One of my favorite movies growing up was Disney Channel’s Smart House. Pat, the Smart House AI, could play the best music, make you a better dancer, and even kick out the bully when he started causing trouble at the party she organized for the kids without them even asking!
Today’s voice activated “assistants” like Siri, Cortana, and Alexa have been on the market for years now, but still seem to fall short of capturing the imagination like the voice-activated assistants inhabiting cultural masterpieces like Smart House and 2001: A Space Odyssey. Serving more as voice-controlled UI translators, today’s assistants match trigger words and phrases to fairly specific actions. Sometimes machine learning helps make these queries more flexible, but in the end we’re still asking a device to complete an action.
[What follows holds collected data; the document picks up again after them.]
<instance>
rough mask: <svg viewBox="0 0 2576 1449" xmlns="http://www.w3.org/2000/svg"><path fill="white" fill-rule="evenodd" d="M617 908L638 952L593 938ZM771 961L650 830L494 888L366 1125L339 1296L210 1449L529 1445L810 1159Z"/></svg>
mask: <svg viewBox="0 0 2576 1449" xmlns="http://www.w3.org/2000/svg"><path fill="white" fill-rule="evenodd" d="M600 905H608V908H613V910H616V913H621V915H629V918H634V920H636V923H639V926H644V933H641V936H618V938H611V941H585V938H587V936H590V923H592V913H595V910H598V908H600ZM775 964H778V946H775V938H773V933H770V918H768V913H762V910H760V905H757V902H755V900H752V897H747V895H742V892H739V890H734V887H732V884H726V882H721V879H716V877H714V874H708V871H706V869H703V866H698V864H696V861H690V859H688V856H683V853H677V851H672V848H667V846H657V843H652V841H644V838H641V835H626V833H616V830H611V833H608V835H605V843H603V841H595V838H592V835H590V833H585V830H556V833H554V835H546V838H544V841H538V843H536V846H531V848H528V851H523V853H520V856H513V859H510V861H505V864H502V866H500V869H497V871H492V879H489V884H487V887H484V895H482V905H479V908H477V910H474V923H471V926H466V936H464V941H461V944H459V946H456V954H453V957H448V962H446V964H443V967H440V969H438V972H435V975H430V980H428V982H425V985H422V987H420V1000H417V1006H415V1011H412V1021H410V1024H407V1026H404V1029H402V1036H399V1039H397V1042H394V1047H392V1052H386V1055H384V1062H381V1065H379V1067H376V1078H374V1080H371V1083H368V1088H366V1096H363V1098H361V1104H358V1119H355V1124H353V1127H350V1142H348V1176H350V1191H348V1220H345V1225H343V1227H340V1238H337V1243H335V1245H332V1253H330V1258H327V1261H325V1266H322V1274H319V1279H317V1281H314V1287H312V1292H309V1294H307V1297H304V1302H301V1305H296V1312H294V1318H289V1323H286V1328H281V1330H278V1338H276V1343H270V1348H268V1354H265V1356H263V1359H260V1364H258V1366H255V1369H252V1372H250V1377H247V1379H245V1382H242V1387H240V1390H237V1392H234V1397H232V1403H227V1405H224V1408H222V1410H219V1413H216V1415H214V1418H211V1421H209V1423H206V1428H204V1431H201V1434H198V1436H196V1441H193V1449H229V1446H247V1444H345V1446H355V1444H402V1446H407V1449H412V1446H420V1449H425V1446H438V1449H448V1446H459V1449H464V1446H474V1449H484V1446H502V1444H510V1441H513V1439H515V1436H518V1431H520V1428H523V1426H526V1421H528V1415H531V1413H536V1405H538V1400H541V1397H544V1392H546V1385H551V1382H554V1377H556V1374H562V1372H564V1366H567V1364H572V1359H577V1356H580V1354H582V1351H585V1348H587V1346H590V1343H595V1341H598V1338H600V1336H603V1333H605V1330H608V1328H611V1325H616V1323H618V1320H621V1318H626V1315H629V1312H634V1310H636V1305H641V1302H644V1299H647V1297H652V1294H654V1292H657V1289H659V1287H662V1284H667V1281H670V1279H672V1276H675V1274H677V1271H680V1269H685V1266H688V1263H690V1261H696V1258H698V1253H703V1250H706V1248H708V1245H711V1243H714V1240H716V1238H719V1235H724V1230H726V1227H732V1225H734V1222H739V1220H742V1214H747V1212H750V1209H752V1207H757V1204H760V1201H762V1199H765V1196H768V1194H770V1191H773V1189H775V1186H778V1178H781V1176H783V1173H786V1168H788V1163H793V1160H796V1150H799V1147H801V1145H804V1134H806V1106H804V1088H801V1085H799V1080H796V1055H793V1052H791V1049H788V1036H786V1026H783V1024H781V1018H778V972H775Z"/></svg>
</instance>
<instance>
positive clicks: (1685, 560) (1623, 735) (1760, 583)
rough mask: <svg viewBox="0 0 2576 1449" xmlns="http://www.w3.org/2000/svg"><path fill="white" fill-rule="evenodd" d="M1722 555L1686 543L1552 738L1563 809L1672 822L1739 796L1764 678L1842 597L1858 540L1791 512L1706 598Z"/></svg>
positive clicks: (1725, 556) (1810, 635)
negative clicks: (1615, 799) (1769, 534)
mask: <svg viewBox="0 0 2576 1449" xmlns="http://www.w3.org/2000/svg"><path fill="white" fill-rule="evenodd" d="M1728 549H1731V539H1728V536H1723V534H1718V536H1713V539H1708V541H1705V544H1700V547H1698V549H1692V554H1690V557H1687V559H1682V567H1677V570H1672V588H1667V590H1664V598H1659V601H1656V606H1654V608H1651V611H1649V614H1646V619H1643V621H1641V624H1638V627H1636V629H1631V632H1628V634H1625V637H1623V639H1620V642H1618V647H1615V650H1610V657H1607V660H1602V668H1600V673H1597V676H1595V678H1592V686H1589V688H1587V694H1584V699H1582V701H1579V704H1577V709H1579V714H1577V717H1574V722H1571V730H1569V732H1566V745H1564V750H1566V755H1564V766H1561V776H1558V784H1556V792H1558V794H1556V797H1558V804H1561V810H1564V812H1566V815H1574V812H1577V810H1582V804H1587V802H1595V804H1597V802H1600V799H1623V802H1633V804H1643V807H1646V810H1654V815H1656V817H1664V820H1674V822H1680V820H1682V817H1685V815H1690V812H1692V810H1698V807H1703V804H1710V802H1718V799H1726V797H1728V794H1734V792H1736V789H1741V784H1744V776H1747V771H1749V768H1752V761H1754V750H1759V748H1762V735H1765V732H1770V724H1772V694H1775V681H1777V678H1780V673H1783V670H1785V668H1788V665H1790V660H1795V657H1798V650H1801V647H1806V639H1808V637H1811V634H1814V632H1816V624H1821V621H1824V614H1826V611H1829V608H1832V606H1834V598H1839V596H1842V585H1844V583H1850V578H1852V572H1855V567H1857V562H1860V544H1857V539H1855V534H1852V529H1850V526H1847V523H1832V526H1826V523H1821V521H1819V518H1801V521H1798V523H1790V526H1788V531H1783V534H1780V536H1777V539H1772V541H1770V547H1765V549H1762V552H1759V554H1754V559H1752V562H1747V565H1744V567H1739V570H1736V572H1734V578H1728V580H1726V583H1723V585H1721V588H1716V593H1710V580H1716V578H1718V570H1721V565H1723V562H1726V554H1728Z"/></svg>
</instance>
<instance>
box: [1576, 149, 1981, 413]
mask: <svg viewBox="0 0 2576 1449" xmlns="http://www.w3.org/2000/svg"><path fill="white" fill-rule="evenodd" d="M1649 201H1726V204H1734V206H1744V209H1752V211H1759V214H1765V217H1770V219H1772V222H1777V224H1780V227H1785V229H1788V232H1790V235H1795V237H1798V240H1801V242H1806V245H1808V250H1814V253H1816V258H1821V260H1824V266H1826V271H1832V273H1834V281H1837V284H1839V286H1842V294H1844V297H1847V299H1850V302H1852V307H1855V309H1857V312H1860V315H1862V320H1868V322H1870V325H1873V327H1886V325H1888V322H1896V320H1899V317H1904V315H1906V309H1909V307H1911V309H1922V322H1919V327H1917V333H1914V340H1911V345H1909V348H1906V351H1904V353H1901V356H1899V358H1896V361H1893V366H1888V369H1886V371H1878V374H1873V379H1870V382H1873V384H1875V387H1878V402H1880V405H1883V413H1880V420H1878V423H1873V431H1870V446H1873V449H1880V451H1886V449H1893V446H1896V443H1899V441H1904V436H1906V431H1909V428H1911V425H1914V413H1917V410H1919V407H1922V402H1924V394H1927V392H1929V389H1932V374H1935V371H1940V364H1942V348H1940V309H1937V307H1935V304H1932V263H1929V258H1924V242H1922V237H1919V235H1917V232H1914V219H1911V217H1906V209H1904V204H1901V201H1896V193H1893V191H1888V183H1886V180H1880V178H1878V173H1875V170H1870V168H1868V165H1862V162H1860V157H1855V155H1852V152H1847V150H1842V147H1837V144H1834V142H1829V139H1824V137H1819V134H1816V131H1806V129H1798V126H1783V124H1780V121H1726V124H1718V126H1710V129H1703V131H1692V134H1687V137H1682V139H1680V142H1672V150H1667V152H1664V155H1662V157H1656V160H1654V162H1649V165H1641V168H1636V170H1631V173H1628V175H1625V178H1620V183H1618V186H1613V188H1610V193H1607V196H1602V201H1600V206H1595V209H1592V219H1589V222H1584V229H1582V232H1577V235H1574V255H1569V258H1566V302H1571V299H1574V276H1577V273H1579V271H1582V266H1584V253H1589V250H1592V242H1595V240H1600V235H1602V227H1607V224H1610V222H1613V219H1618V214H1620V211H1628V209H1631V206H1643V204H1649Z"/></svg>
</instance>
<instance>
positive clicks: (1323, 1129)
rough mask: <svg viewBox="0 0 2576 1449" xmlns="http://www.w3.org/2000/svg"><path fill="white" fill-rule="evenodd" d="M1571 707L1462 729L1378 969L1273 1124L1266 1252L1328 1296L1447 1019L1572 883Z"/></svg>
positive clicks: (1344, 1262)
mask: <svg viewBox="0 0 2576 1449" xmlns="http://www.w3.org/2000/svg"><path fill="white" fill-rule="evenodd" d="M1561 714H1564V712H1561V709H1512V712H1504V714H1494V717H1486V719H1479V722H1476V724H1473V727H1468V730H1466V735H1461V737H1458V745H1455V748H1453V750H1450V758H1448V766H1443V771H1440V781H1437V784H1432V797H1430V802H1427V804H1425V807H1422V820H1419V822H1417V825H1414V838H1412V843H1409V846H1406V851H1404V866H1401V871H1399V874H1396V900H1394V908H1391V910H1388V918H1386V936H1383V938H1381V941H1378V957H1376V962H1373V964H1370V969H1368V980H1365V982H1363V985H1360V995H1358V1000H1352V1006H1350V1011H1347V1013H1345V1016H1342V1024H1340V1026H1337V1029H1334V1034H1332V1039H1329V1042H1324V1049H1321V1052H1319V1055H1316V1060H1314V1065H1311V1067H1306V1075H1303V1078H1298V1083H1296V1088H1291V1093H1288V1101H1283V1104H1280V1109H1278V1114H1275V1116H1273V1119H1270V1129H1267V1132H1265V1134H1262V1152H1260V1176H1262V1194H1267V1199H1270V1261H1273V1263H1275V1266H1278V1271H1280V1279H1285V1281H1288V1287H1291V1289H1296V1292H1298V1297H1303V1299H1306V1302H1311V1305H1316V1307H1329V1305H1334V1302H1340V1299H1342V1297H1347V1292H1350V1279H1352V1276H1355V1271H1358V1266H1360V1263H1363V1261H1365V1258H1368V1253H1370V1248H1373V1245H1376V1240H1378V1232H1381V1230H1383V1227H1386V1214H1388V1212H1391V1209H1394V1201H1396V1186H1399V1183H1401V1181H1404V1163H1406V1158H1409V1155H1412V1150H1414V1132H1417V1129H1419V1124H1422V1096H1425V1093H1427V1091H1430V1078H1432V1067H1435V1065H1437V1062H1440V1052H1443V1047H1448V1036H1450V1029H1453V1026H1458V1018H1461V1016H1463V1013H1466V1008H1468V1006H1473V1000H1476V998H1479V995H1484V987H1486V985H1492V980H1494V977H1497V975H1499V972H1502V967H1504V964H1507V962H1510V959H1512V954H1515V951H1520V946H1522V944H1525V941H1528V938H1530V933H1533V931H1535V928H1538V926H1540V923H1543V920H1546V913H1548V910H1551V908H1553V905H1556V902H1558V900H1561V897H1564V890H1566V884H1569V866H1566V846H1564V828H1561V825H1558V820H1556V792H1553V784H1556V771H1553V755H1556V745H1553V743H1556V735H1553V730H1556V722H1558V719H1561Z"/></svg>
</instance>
This call and response behavior has kept me wondering when these services could truly be considered assistants. As a designer, I’m thrilled by the future possibilities of asynchronous assistant workflows. Imagine being able to ask Google to actively monitor flights and prompt you only when needed to confirm the selected ticket. We have conversation bots and UIs, proactive discovery engines like Google Now, and vast knowledge graphs, but the promise of a true digital assistant still eludes us.
To me, a digital assistant must be able to meet four criteria before it can be considered more than a conversational user interface. Pat form Smart House met all of these. In 1999.
Support conversational and sequential requests
When I speak with my assistant, it should continue to listen and respond in appropriate circumstances. With Google Assistant, I should be able to reply naturally, rather than having to prepend the wake phrase of “OK, Google” with every subsequent request. Additionally an assistant should be able to understand and respond a string of requests like “Turn on the TV, dim the lights, and play The OA”.
Be consistent across surfaces
A digital assistant should be consistent across all of the surfaces from which a user can access it. It should be aware of the data and functions available from a phone, a speaker, a computer, car, etc. and be able to route your request accordingly. If I ask to text my mom from my computer, it should be able to send it from my phone, no questions asked. At a minimum, the assistant should support graceful degradation and ask if I want to complete the task on another device.
Provide asynchronous queries and autonomous resolutions
Assistants should be able to receive complicated, non-immediate requests and work on them in the background while continuing to respond in the present. A great example of this is offline scheduling, which a number of startups like Clara Labs have started to offer. My assistant could speak with you or your assistant and notify me when we have a meeting scheduled or some options available.
Finally, the assistant should be able to proactively offer insight when needed. This could be alerting me to the resolution of an asynchronous request, or something even more proactive like noticing that I’m about to leave for work and autonomously alerting me to an accident on the way.
Individually most of this functionality is already out there, but the major digital assistants are unable to meet all four criteria. The building blocks are already in place, with asynchronous and proactive tasks still out of most of our reach. Asynchronous and proactive tasks provide incredibly complex challenges for designers and engineers, but as with scheduling we’re already starting to see the potential. By improving on the first two criteria of a digital assistant, we can at least start to make Alexa, Cortana, Siri, and Google behave more like us, like a human assistant, so that they can eventually become a more natural extension of our technology and our homes – just like Pat.